There was judgment in the district court in favor of the plaintiff, save as to her demand for damages, and defendant has appealed.

Opinion.

It is not disputed that, if plaintiff can unite the civil possession flowing from her title with the actual possession of Jeter, the author of her title, the prescription upon which she relies is established; but it is said that Jeter’s possession was adverse to that of his own vendee, and as mere civil possession which does not follow, and cannot be connected with, actual possession, is not a sufficient basis upon which to rest the prescription aequirendi causa, that she fails to sustain her position. This contention is not supported by the fact; the evidence showing that (whether such a thing be legally possible or not) the idea of holding any possession adverse to that of his vendee, or of his vendee’s successors in title, never occurred to Jeter. He seems to have considered that, having sold the property, the purchaser and subsequent owners were at liberty to 'do with it as they pleased, but that he was under no obligation to segregate it from his land or to keep his stock from pasturing on it by fencing it in. He says, however (referring to plaintiff):

“She could have fenced her land out if she had not wanted my stock on it; I had a fence on my land.”

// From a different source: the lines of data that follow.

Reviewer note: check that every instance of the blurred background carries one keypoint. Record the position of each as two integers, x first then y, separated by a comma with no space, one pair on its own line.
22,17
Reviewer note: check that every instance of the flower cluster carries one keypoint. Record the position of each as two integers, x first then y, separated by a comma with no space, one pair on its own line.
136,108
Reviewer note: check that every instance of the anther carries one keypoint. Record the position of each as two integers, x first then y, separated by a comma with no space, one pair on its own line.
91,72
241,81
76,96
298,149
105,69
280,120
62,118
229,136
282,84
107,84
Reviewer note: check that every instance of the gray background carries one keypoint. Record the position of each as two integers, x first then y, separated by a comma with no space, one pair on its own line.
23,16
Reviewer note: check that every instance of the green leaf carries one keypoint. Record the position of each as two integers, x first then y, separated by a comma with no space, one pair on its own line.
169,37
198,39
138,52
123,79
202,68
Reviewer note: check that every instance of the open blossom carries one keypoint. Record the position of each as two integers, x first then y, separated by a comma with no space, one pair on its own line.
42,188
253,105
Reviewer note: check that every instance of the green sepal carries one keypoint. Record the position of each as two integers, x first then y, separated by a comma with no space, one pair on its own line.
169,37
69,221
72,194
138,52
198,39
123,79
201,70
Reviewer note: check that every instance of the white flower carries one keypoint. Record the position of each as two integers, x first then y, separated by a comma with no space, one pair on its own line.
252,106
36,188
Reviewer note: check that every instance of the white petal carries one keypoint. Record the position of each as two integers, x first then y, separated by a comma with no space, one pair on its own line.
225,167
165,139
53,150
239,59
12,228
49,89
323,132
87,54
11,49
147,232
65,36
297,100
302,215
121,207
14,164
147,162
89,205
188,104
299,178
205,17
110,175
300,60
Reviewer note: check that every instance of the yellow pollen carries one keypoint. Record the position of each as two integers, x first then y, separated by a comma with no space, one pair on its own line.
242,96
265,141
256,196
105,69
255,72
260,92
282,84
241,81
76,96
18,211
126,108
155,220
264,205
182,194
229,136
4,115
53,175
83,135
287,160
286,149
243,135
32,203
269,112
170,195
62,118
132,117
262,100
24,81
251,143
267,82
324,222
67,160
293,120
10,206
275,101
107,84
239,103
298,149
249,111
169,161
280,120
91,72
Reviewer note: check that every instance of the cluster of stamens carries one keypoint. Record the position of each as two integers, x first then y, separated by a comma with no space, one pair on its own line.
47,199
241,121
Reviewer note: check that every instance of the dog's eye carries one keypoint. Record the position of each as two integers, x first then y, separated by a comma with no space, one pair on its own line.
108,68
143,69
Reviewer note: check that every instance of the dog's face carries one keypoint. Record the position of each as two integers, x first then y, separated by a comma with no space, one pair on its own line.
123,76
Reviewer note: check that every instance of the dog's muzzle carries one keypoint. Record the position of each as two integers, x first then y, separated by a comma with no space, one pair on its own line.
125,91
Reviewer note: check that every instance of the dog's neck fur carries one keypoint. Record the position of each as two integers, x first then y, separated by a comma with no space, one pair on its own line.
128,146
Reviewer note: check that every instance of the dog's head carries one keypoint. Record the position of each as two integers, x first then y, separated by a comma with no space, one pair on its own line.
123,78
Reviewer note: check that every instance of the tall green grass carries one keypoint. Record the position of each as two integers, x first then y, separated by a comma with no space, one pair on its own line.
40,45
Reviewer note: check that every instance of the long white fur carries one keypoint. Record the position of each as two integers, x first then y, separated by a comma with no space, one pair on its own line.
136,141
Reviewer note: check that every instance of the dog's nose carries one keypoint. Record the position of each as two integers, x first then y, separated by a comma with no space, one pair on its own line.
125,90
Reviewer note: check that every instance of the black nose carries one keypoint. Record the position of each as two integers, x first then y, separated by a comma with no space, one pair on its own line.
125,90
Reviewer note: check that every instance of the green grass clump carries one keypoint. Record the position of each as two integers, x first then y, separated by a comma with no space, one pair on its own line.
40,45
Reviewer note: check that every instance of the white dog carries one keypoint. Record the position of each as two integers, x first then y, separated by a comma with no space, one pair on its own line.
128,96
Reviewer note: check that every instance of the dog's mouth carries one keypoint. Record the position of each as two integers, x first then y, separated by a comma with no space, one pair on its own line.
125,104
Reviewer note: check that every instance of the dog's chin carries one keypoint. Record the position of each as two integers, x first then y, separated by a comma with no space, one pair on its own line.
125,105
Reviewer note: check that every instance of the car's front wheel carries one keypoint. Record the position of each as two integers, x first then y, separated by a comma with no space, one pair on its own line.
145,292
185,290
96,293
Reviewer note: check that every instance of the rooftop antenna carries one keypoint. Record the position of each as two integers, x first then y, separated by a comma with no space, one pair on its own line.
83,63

Other than that he thus allowed his stock to graze on .it, and that it formed part of a tract of some 700 acres around which he had built a wire fence, he pretended to have no possession, such possession as he thus had being held subject to the pleasure of the owner, and, being so in fact, was in law the possession of the owner. "We find nothing, either in the case of Roe, Wid. Green v. Bundy, 45 La. Ann. 398, 12 South. 759, or in the matter of the Succession of Zebriska, 119 La. 1076, 44 South. 893, to sustain the view propounded by defendant’s counsel. To the contrary, the opinions in both those cases sustain our conclusion that, in the instant case, the vendor’s possession was the possession of his vendee and of the subsequent holders of the title conveyed by him, and may properly be added to his previous actual possession and to their subsequent civil possession for the purposes of the prescription here relied on. The judgment appealed from is, therefore, affirmed.